Theatre review: The Case of the Frightened Lady

ACCORDING to a programme note to this latest touring production from Bill Kenwright's Classic Thriller Company, Edgar Wallace is the king of the modern thriller; but if this ineffably wooden and ridiculous staging of his 1920s play The Case Of The Frightened Lady is any guide, the entire genre may have been lucky to survive his attentions at all.
Edgar Wallaces The Case of the Frightened LadyEdgar Wallaces The Case of the Frightened Lady
Edgar Wallaces The Case of the Frightened Lady

King’s Theatre, Edinburgh **

The action is set in the great Gothic entrance hall of Marks Priory, the family seat of the widowed Lady Lebanon and her raffish son, Lord Lebanon. Lady Lebanon, played with frozen grandeur by Rula Lenska, is scheming to have her son marry her young secretary, a pretty but impoverished second cousin; but her plans are disrupted by two horrible murders, committed with a strange garroting device made from a scarlet scarf.

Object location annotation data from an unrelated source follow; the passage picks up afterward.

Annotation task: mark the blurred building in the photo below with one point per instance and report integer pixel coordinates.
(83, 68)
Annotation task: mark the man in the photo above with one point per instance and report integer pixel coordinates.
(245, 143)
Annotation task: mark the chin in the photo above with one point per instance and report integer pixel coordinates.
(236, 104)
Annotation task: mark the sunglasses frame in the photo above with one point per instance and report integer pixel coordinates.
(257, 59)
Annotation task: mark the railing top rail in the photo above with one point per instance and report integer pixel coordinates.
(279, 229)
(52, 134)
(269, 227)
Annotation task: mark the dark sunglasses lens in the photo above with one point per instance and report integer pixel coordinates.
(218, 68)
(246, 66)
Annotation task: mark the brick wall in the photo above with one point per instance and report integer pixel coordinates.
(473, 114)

Perhaps a more energetic and well-choreographed production might bring out a few interesting themes from the play, about the dark legacy of empire, and the lethal delusions of extreme aristocracy. In this case, though, Roy Marsden’s production looks like nothing so much as a parade of stuffed dummies, as characters enter and leave the stage for no apparent reason leaving it empty for seconds at a stretch, while Chief Superintendent Tanner of the CID – played by Gray O’Brien of Coronation Street – plods his way to discovering who done it. Offhand, I can’t remember seeing odder sets of expressions from a distinguished company of actors as they took their bows, ranging from amusement and apology to sheer incredulity at being paid to deliver such tosh; and after two hours at Marks Priory, the audience looked as if they couldn’t believe it, either.